Tags : hurricane Ida
Tropical Storm Ida Strengthening Over Yucatan, Becomes Hurricane Again

Miami, FL (AHN) – Tropical Storm Ida picked up strength and speed Saturday, becoming a hurricane again late Saturday with the Mexican government putting into place a hurricane watch for the Yucatan Peninsula.
Ida could threaten the United States along the Gulf of Mexico coastline on Wednesday.
Tropical Storm Ida had near hurricane force winds of 70 miles per hour, U.S. National Hurricane Center forecasters in Miami, FL said in the agency’s 7 p. m. advisory on Saturday.
At 7 p.m., Ida was moving north-northwest at 10 mph and was located about 180 miles east-southeast of Cozumel, Mexico and about 165 miles south-southeast of the western tip of Cuba, hurricane center forecasters said.
Ida is expected to move through the Yucatan Channel on Sunday and into the southeastern Gulf of Mexico on Sunday night.
A hurricane watch is in effect for the Yucatan Peninsula from Tulum to Cabo Catoche. A tropical storm warning is in effect for the Cuban province of Pinar Del Rio, however, hurricane force winds could spread across western Cuba on Sunday and a hurricane warning might become necessary tonight, forecasters said.

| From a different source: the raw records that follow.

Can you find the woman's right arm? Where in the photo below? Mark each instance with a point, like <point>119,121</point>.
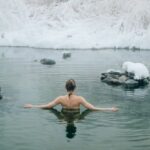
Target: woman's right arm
<point>45,106</point>
<point>92,107</point>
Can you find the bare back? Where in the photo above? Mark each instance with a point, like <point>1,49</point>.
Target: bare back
<point>70,102</point>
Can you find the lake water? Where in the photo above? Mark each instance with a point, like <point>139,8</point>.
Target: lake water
<point>24,80</point>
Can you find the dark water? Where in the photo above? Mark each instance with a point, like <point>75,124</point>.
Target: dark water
<point>24,80</point>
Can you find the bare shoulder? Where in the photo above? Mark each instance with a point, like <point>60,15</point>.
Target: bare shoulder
<point>81,99</point>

Ida had been a hurricane before it made landfall in Nicaragua on Thursday, but it had downgraded to a tropical depression with winds of only 30 mph as it passed over Nicaragua and Honduras, before picking up strength again over the Yucatan Peninsula. However, Ida dumped a lot of rain in Nicaragua and flooding left at least 13,000 people homeless.
Ida is still a rainmaker with accumulations of 5 to 10 inches are possible across the Yucatan Peninsula and Cuba.